Rappelons enfin, qu'en 1995, François Thual, dans son livre sur les « Conflits identitaires » (Cf. chapitre XX), critiquait déjà Huntington et son analyse réductrice; il parlait alors précisément non du livre que nous connaissons mais de l'article paru en 1993 dans Foreign Affairs, article qui préfigurait le fameux "The Clash of civilizations". Pour François Thual, "Huntington fait de la géopolitique à l'estomac"; certes dit-il, "les travaux de Huntington ont pressenti, ont repéré un élément de la réalité géopolitique qu'il n'y a pas lieu de négliger. Mais en globalisant et en généralisant, Huntington a immédiatement minimisé sa découverte".

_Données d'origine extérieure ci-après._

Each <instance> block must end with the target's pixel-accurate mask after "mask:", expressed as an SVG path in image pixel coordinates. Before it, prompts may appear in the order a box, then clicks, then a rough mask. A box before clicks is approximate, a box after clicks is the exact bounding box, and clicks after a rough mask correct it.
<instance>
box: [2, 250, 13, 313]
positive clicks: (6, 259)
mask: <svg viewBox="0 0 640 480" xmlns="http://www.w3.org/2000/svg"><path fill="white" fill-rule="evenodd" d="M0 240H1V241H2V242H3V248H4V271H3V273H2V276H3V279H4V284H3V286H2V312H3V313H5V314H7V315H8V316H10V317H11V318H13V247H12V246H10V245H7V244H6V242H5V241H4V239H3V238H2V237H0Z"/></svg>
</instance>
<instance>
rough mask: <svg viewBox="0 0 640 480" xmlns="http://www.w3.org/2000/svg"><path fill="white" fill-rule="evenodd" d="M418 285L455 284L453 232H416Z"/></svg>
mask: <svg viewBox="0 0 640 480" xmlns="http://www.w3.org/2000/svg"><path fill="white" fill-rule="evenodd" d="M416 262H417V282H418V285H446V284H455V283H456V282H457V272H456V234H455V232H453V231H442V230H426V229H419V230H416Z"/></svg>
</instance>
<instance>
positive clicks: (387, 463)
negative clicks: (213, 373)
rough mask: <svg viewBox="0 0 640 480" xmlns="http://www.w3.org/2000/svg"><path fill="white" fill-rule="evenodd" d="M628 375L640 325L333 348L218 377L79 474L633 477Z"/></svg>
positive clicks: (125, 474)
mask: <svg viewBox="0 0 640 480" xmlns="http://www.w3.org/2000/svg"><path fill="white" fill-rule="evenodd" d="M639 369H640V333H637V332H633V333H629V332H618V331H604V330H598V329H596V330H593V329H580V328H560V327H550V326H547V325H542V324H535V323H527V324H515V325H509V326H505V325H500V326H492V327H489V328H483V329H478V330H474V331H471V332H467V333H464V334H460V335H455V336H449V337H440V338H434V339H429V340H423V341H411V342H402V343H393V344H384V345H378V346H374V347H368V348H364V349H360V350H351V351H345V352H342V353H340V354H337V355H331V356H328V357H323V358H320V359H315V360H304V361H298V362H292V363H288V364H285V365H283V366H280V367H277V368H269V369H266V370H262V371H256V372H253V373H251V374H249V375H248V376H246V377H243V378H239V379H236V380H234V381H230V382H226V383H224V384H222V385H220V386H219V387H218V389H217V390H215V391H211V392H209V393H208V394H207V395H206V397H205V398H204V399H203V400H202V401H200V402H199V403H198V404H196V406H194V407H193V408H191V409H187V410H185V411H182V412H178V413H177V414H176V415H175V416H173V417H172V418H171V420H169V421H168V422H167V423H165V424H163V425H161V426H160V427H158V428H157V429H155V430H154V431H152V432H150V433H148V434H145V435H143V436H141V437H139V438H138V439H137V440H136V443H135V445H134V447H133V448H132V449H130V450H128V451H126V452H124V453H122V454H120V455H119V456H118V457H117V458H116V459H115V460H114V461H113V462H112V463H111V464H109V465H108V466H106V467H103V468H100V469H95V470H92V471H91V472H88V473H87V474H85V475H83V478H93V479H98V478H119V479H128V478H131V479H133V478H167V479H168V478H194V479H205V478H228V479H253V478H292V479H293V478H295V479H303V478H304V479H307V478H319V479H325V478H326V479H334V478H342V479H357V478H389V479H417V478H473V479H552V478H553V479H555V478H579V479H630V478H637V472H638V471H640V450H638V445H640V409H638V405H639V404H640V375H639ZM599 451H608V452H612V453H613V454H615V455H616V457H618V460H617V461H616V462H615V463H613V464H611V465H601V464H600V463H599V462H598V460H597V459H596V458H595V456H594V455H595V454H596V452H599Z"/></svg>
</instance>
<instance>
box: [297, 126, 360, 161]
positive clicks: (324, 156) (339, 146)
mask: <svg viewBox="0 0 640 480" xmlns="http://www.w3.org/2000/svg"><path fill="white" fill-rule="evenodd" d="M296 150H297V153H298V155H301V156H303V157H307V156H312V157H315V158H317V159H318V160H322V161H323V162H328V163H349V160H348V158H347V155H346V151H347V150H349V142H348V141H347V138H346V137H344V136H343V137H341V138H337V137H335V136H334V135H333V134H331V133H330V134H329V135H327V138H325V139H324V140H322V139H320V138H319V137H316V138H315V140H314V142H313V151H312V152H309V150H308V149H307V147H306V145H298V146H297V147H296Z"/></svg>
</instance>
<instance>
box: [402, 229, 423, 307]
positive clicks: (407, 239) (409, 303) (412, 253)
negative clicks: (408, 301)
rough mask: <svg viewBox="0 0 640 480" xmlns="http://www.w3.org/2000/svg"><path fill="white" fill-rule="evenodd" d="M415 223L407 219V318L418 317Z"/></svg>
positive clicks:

Samuel P. Huntington nous a quitté en décembre 2008 et si ses deux premiers ouvrages resteront très certainement des ouvrages de références majeurs, l’on peut douter de la valeur objective et de l’intérêt de ce « Choc des civilisations » sinon peut-être d’avoir remis en scène, « à la mode », ce que nous connaissions déjà depuis au moins Fernand Braudel, à savoir l’importance du fait civilisationnel dans l’Histoire, de sa "grammaire" et les affaires du monde. Néanmoins, la civilisation n’est qu’un des éléments pour appréhender cette nouvelle structure organisationnelle qui se met en place et qui va régir les affaires du monde. Toute analyse ou explication monocausale est par essence vouée à l’échec, voire belligène. C’est pourquoi il s’agit plutôt d’utiliser une approche multicritères, pluri-disciplinaire ; en un mot, une approche réaliste et dé-idéologisée dans l’étude des relations internationales.